Clinical trial identification

NCT05713838; EudraCT: 2022-001752-42.

Editorial acknowledgement

Legal entity responsible for the study

Frankfurter Institut für Klinische Krebsforschung IKF GmbH.

Funding

AstraZeneca.

Disclosure

T.O. Goetze: Non-Financial Interests, Personal, Advisory Board: Amgen, AstraZeneca, Bayer, BMS, Daiichi Sankyo, Foundation Medicine, Lilly, MCI, MSD Sharp & Dohme, Novartis, Roche, Sanofi Aventis, Servier, Deciphera, Boehringer Ingelheim; Financial Interests, Personal, Royalties: Amgen, BMS, Lilly, MSD, Novartis, Sanofi Aventis, Servier, Roche, GSK, Lilly; Financial Interests, Personal, Research Funding: AstraZeneca, Incyte, DFG, Gemeinsamer Bundesausschuss, Deutsche Krebshilfe, Servier; Financial Interests, Personal, Other: Amgen, AstraZeneca, BMS, Lilly, Merck Serono, Roche, Sanofi Aventis, Servier, Pierre Fabre. D. Pink: Financial Interests, Institutional, Invited Speaker: Blueprint, PharmaMar, Boehringer Ingelheim, Deciphera; Financial Interests, Institutional, Advisory Board: Roche, PharmaMar, Boehringer Ingelheim; Financial Interests, Institutional, Coordinating PI: BMS, Recordati, PharmaMar, Lilly, Roche, Boehringer Ingelheim; Financial Interests, Institutional, Other, scientific lead of a trial with funding from Novartis: Novartis; Non-Financial Interests, Project Lead: Institut für Klinische Forschung Frankfurt; Non-Financial Interests, Member: ASCO, Deutsche Krebsgesellschaft - German Cancer Society (DKG), Connective Tissue Oncology Society (CTOS), Deutsche Sarkomstiftung (DSS).
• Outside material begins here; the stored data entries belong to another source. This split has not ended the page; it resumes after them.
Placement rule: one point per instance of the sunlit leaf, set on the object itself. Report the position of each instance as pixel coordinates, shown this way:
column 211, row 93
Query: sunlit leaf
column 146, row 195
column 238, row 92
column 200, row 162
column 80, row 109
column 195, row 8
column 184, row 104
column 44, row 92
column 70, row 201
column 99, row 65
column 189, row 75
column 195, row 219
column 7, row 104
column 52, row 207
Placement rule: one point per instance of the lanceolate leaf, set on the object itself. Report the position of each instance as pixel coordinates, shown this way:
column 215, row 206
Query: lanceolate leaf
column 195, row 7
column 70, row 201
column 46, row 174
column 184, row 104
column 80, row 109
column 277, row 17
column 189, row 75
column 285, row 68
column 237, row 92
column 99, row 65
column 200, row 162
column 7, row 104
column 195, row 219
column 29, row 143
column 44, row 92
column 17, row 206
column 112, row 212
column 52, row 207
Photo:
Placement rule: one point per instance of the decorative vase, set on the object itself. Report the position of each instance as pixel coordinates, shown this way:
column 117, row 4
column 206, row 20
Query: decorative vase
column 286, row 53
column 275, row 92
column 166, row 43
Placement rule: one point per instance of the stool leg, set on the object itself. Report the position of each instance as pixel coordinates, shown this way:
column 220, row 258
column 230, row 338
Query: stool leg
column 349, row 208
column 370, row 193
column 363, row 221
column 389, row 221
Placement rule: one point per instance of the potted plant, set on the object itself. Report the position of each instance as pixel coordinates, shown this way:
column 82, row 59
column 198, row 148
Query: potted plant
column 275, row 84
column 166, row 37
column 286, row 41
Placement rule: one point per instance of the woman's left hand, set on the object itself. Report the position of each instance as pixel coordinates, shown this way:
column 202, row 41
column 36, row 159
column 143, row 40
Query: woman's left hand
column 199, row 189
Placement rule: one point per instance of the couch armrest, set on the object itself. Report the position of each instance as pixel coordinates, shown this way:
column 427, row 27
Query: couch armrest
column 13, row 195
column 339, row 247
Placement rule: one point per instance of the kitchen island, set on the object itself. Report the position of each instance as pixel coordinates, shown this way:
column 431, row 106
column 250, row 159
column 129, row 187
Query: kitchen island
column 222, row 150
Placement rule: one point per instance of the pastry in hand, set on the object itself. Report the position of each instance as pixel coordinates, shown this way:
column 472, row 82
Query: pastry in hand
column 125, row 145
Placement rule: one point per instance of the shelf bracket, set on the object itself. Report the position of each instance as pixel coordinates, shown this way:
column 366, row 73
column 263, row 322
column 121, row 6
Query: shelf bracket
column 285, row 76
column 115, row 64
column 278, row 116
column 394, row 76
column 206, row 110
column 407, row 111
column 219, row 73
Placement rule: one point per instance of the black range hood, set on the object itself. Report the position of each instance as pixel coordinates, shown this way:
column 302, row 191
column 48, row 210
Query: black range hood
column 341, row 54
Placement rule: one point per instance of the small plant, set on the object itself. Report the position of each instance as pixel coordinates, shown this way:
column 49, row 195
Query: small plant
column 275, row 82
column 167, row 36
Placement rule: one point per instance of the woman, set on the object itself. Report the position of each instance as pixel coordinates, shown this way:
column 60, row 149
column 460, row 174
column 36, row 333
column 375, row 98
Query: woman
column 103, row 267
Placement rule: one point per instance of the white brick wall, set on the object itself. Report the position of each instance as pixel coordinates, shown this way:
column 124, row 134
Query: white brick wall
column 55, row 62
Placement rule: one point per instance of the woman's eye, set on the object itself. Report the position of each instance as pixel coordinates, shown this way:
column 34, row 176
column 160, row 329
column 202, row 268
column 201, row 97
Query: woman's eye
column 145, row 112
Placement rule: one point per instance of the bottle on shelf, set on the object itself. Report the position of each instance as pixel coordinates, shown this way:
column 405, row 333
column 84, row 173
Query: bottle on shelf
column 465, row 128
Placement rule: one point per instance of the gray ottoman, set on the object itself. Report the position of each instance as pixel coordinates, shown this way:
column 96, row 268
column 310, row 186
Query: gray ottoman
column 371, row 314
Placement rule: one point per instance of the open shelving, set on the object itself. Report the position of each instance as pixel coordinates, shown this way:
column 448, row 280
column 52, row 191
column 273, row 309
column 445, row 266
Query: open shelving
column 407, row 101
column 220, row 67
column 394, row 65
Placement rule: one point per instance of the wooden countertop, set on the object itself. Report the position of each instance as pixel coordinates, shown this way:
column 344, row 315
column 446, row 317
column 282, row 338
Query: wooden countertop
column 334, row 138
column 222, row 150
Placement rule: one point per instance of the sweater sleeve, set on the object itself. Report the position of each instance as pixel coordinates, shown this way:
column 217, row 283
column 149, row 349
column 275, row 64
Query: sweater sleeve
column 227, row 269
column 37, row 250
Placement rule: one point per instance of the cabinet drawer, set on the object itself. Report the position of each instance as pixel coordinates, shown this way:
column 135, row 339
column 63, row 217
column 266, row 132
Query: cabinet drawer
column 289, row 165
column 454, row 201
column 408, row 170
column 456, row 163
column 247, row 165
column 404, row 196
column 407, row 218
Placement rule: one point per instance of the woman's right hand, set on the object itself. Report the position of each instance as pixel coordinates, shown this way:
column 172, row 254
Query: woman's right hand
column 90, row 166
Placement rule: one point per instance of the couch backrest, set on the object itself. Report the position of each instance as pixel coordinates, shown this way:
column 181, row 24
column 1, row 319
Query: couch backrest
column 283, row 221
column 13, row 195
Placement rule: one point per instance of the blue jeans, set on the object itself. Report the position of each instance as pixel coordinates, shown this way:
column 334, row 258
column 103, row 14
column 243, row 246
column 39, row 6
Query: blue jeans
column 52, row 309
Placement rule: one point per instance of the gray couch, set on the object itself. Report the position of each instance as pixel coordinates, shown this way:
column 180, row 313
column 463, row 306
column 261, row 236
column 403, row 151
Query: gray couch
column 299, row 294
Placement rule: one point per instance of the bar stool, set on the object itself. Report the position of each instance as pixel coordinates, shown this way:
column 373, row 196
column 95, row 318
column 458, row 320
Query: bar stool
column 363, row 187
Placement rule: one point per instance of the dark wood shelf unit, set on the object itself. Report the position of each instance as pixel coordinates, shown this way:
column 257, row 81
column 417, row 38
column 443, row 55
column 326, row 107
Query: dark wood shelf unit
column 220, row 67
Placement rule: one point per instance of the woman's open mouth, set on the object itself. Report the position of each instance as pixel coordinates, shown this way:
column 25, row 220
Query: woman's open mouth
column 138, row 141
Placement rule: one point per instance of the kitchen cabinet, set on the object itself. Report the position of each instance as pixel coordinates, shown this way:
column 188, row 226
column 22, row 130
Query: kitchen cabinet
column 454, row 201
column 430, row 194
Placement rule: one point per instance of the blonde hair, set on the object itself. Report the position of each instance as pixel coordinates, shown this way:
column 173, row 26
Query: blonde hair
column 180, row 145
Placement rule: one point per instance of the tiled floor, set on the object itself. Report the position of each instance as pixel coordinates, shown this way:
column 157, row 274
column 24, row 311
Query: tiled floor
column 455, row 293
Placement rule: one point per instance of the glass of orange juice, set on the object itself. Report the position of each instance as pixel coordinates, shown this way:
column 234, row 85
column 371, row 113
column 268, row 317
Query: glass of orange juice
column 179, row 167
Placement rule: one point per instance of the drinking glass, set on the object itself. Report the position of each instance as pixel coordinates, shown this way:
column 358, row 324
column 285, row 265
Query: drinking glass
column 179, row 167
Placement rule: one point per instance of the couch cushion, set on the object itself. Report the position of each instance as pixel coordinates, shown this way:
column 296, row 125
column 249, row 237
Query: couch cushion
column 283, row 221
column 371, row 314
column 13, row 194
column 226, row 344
S. Al-Batran: Financial Interests, Personal, Advisory Board: Lilly, Bristol Myers Squibb, MSD Sharp & Dohme; Financial Interests, Personal, Invited Speaker: MCI Deutschland GmbH; Financial Interests, Personal, Ownership Interest, CEO: Institut für Klinische Krebsforschung IKF GmbH; Financial Interests, Institutional, Research Grant: Sanofi, Roche, Celgene, Lilly, Eurozyto, Immutep, Ipsen, Bristol Myers Squibb, MSD Sharp & Dohme, AstraZeneca, German Cancer Aid (Krebshilfe), German Research Foundation, Federal Ministry of Education and Research. All other authors have declared no conflicts of interest.